Coal licence applications and existing coal tenures in the Valley comprise about a third of the regional district’s total land area, according to research conducted by CoalWatch Comox Valley.
The proposed Raven Coal Mine covers 3,100 hectares, though the proponent — Compliance Coal Corporation — owns 32,494 hectares in total.
Applications from Skyland Resources total 11,550 hectares, Golden River Resources 11,325 hectares and Hillsborough Resources 2,546 hectares. These applications and tenures stretch from the Oyster River area to Cook Creek south of Fanny Bay, totalling 57,915 hectares or 579 square kilometres. The total land area in the CVRD is 1,725 square kilometres.
“While CoalWatch isn’t implying exploration and future coal mine development will extend to all of these areas of interest, we believe these areas of interest should be viewed within the context of the current debate on Raven Coal Mine proposal,” CoalWatch president John Snyder said in a news release. “I certainly think it’s fair to ask what the effect would be if the Raven project was approved, and would it be the first step on the slippery slope to further exploration and coal development in the other parts of the Comox Valley. I was stunned when I calculated the total area of coal interest in the Comox Valley. With predictions of the iconic Comox Glacier disappearing due to climate change within the next two decades, how ironic is it to see the increased interest in coal development in the Comox Valley?”
Compliance re-submitted its mine application this month. In 2013, the provincial Environmental Assessment Office rejected its initial application. If the EAO gives approval, a 180-day review will be initiated, which includes a public comment period.
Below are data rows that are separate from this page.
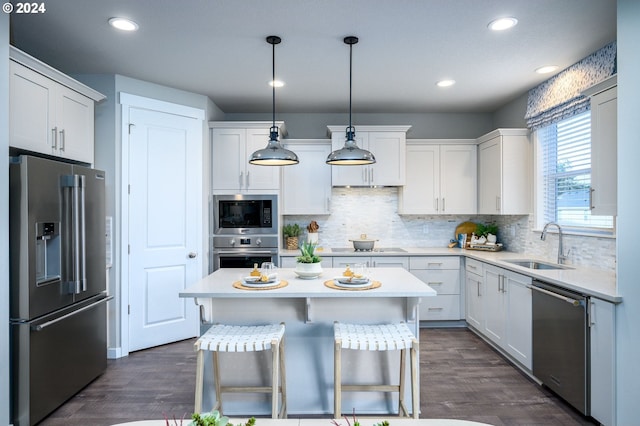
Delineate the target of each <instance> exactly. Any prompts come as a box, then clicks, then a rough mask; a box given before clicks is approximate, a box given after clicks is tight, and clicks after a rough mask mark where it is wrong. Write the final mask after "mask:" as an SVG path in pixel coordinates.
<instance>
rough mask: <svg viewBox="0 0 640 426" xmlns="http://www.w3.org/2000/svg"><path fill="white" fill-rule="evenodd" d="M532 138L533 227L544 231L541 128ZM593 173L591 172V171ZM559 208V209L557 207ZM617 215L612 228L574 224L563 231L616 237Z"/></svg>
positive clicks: (536, 229)
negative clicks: (533, 158)
mask: <svg viewBox="0 0 640 426" xmlns="http://www.w3.org/2000/svg"><path fill="white" fill-rule="evenodd" d="M531 139H532V142H533V143H532V145H533V157H534V168H533V175H534V180H533V183H534V188H533V194H534V197H533V198H534V199H533V202H534V218H533V219H534V220H533V229H532V231H534V232H542V228H543V227H544V225H545V224H546V223H547V220H546V219H545V215H544V202H545V178H544V175H543V173H544V165H543V162H544V155H543V153H542V152H541V142H540V140H539V130H537V129H536V130H534V131H532V132H531ZM590 173H591V172H590ZM556 210H557V209H556ZM616 219H617V218H616V216H613V221H612V227H611V228H597V227H588V226H573V225H563V224H560V226H562V231H563V233H564V234H569V235H580V236H585V237H598V238H615V237H616ZM550 232H552V233H555V232H557V231H556V230H555V228H552V229H551V230H550Z"/></svg>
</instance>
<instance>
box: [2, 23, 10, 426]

Along with the Raven property in Baynes Sound, Compliance owns land near Anderson Lake above Forbidden Plateau. It also holds a 60 per cent interest in the Bear Coal Deposit south of Comox Lake. However, Chief Operations Officer Stephen Ellis has said the company has no intention of exploring either deposit, even if government approves the Raven project.
“For us, once they get their foot in the door, what other properties are going to become more attractive?” Snyder said, noting a lack of public transparency when it comes to the issuance of a coal licence or notice of work permit.
“To be honest, most people in the Valley aren’t paying a lot of attention to this. But what they do pay attention to is when one day they notice there’s a drill rig on the hill next to them doing a core sample. There’s no transparency.”
Ellis could not be reached for comment.
A coal tenure map and coal interest worksheet are available on the CoalWatch website at www.coalwatch.ca.